Scenario:
Source table: Glue Data Catalog table study crawled from MySQL with columns:
- id (int),
- code (varchar),
- desc (varchar)
- and 2 other columns not used in the job.
Target table: Amazon Redshift table dim_study with columns:
- id_pk (int; identity, primary key),
- original_id (int),
- code (varchar),
- desc (varchar),
- inserted_on (timestamp default getdate()),
- updated_on (timestamp default null)
After setting up the Data Source, I added a Change Schema step to map the source and target columns (id to original_id, code to code and desc to desc), change names, drop those not used.
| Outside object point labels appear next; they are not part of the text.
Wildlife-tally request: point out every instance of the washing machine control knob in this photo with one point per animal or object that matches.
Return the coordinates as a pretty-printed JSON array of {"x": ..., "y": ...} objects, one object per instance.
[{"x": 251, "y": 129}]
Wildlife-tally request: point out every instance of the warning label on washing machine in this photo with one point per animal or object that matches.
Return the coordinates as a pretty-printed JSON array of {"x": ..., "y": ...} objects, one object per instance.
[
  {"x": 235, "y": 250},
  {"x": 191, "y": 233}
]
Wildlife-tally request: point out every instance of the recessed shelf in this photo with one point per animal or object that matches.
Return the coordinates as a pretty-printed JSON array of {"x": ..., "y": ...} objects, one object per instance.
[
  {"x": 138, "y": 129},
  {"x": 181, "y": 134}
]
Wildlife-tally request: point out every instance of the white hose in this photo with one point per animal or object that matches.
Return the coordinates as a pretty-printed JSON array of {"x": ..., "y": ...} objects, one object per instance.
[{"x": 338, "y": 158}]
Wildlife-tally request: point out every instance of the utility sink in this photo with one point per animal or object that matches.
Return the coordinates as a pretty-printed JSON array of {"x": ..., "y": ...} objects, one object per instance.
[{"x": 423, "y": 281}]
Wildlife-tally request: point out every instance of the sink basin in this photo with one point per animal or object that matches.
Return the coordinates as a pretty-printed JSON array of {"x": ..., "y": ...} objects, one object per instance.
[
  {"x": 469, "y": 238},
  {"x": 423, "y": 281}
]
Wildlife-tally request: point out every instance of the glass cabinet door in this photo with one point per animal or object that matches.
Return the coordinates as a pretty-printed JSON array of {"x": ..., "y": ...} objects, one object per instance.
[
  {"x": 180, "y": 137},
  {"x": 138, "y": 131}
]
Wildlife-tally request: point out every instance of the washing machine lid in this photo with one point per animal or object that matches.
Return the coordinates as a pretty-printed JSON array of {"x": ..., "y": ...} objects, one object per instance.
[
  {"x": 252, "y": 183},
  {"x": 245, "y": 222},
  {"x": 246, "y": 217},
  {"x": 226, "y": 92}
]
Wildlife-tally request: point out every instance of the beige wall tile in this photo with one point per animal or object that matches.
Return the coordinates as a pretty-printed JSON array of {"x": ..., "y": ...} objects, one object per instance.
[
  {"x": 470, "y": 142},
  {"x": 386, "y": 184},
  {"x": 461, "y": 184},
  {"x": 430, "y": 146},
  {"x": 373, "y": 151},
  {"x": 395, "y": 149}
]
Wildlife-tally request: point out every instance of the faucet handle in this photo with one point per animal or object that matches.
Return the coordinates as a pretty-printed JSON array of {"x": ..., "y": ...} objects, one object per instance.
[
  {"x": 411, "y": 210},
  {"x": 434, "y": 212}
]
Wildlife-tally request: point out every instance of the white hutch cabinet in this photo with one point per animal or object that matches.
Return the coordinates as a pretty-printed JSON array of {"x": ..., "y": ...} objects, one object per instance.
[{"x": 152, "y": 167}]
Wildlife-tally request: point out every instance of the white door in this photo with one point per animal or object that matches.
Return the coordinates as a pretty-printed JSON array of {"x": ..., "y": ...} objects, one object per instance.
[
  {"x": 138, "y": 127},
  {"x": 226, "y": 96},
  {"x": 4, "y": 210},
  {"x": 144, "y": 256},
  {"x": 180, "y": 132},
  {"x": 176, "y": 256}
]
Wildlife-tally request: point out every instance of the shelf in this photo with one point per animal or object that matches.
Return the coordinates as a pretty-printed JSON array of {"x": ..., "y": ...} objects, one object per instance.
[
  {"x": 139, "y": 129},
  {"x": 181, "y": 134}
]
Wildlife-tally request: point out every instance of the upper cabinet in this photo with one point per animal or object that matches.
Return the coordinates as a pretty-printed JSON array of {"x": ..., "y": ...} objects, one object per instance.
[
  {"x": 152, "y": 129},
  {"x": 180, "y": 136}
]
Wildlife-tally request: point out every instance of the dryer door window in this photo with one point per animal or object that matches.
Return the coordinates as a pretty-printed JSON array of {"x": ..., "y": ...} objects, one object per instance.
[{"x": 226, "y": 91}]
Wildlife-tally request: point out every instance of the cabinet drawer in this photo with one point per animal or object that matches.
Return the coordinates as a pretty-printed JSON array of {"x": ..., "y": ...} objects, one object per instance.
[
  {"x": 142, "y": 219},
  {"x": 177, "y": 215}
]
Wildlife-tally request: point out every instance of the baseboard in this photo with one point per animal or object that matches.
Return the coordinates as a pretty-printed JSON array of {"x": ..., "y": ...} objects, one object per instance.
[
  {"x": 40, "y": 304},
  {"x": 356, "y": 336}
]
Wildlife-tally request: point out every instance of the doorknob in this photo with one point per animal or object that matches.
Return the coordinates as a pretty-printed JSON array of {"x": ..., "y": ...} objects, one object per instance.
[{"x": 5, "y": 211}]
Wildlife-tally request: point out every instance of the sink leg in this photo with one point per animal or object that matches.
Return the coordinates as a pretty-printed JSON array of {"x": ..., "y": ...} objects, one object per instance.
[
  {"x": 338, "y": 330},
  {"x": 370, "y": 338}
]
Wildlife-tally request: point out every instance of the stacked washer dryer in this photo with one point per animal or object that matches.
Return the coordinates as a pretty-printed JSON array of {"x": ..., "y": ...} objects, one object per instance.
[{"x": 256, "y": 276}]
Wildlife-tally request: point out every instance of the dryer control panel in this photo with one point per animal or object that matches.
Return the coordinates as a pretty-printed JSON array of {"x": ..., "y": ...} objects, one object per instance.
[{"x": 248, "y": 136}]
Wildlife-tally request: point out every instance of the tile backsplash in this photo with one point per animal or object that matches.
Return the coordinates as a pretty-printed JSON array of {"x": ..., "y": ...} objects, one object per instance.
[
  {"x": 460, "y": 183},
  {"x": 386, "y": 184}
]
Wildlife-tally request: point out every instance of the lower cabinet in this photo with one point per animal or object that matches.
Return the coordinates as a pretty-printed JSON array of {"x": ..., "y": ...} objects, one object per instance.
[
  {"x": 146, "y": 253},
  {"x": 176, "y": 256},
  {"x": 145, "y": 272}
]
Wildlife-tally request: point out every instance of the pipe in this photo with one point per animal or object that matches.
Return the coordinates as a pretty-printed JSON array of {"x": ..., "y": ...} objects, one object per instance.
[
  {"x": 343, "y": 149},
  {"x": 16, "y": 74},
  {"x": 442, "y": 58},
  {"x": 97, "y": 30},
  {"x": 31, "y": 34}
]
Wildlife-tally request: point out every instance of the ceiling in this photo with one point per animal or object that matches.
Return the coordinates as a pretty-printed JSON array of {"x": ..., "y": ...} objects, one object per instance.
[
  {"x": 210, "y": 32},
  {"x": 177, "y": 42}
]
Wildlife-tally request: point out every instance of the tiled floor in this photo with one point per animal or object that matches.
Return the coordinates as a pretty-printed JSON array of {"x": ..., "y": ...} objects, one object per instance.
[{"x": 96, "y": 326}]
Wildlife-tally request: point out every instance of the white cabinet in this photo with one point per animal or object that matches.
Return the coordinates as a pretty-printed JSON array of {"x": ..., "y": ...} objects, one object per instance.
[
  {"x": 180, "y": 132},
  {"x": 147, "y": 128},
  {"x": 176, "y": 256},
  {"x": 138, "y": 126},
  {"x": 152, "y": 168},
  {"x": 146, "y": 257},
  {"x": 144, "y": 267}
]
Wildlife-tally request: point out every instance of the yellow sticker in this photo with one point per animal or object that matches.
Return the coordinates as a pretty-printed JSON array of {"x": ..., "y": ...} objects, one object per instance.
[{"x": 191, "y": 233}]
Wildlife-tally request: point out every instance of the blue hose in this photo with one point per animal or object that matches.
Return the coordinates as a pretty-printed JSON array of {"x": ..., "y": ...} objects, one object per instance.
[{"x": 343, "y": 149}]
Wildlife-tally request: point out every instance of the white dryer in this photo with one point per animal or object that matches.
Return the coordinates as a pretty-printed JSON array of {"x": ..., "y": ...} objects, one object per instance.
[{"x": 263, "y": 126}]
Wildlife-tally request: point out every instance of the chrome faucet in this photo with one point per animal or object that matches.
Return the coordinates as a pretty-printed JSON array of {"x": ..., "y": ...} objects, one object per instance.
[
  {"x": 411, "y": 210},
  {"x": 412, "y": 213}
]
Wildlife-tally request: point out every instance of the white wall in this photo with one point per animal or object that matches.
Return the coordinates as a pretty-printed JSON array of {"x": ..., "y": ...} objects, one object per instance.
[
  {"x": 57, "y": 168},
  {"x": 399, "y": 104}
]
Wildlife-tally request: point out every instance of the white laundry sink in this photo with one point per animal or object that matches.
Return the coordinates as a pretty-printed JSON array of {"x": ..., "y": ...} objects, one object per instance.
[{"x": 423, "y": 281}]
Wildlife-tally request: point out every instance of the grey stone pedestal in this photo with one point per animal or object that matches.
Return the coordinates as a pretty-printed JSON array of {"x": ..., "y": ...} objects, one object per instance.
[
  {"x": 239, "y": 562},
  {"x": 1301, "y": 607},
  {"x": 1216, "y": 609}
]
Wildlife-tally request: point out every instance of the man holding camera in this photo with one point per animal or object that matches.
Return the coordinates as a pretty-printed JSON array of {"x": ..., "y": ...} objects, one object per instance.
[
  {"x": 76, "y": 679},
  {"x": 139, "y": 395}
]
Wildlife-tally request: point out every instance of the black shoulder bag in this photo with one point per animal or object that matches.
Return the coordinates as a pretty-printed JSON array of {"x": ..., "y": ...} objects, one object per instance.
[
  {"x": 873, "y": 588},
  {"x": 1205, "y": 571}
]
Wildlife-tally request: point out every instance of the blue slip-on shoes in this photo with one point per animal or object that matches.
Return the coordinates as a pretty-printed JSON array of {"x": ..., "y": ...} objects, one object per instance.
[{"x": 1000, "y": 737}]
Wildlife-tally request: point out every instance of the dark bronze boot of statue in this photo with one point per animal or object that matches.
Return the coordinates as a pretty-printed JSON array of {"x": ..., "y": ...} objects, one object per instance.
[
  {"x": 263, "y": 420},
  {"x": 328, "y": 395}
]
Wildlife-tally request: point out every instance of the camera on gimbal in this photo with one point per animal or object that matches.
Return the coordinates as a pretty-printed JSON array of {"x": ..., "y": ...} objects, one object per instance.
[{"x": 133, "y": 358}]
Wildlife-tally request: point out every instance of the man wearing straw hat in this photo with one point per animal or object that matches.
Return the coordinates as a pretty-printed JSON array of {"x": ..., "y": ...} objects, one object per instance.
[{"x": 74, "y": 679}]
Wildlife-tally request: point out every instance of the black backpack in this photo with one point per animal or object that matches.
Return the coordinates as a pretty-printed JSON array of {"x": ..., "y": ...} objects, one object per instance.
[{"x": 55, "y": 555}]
The data preview looks fine, it only displays 3 columns, with the target names as headers.
Then I set up the target node, Redshift, pointing to the dimension table.
Access type: Direct connection.
Handling method: MERGE data into target table.
Choose keys and simple actions: Matching keys original_id (as in target)
Set up performance and security.
When I run the job, it throws this ERROR: column "original_id" is of type integer but expression is of type character varying. Hint: You will need to rewrite or cast the expression.
Note: If I change the handling method to APPEND, it works fine, BUT it doesn't fill the inserted_on column, which has a default GETDATE() value.
So I need to solve 2 issues: what is causing the type mismatch, and why the timestamp column is filling up with NULL values instead of current datetime (I suspect because the data source has only 3 columns).